We are still designing the criteria for that £5 million, and I will be more than happy to update Liam Kerr in the chamber when we have done that. However, we have already set out that it will address the underfunded areas of non-economic loss and damage, slow onset loss and damage and the extent to which loss and damage disproportionately impact women. As I said, I will be more than happy to set out those details when they have been agreed.

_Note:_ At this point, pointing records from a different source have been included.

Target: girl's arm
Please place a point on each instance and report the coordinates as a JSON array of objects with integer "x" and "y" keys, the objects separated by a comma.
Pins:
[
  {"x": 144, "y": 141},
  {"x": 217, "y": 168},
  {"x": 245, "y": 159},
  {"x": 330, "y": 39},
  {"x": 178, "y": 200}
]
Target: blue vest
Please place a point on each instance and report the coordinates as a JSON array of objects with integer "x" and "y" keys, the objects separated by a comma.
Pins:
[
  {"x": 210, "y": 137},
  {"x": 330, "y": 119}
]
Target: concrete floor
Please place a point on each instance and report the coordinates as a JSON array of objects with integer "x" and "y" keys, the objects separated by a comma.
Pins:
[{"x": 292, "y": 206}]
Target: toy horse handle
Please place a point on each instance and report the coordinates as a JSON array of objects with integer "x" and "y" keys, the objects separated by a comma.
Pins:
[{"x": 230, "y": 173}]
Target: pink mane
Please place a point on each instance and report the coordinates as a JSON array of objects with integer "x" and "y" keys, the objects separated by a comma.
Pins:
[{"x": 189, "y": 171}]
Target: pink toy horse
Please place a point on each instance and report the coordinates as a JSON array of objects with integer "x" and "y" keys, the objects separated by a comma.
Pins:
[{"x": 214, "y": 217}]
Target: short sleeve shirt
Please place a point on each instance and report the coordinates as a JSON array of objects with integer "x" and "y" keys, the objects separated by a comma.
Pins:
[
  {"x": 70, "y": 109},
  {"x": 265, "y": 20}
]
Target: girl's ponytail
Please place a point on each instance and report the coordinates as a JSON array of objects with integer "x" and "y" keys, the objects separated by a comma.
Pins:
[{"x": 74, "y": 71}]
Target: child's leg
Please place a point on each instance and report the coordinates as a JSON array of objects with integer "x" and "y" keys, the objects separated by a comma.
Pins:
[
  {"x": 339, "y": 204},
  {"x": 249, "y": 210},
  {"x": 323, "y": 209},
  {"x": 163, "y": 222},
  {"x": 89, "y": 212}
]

Despite some modest steps on support for climate-vulnerable countries, on the crucial issue of keeping warming to 1.5°C, COP27 has failed, and we are heading for a disastrous 2.8°C. We need to demonstrate to the world that climate leadership at home does not just mean setting targets but meeting them, which we are failing to do. How can cutting the energy efficiency budget by £133 million instead of tackling why it is not being utilised show leadership, given the shameful level of fuel poverty in Scotland and knowing that properly insulating our homes not only cuts fuel bills but cuts fuel use and therefore emissions?
Energy efficiency is absolutely at the core of the Scottish Government’s plan not only to combat climate change but to rise to the challenges of the cost of living crisis. I note that energy efficiency was very absent from the requisite UK Government plans
Scotland has, and is internationally recognised for having, some of the most stringent climate targets in the world, which are set by the Parliament as a whole. We are making good progress against them—we are already more than halfway to net zero—but we are never complacent, and we will continue to plan stringently right across our economy and society for how we meet our emissions reduction envelopes, not least through Scotland’s enormous renewable energy, but also through nature-based solutions, which I am pleased to have oversight of.
On a point of order, Presiding Officer. Further to my exchange with the Cabinet Secretary for Health and Social Care, I would like to clarify my remarks. I have reviewed the quote from Paul Gray, and I want to make it explicitly clear that, in writing for Reform Scotland on 4 October 2021, he said:
“The current system was going to be overwhelmed regardless of Covid.”
He made no explicit reference to the competence or otherwise of the Government; that was my inference, and I want to make it absolutely clear that I am not putting words into the former chief executive’s mouth. However, it is clear that he believed that this crisis was always coming.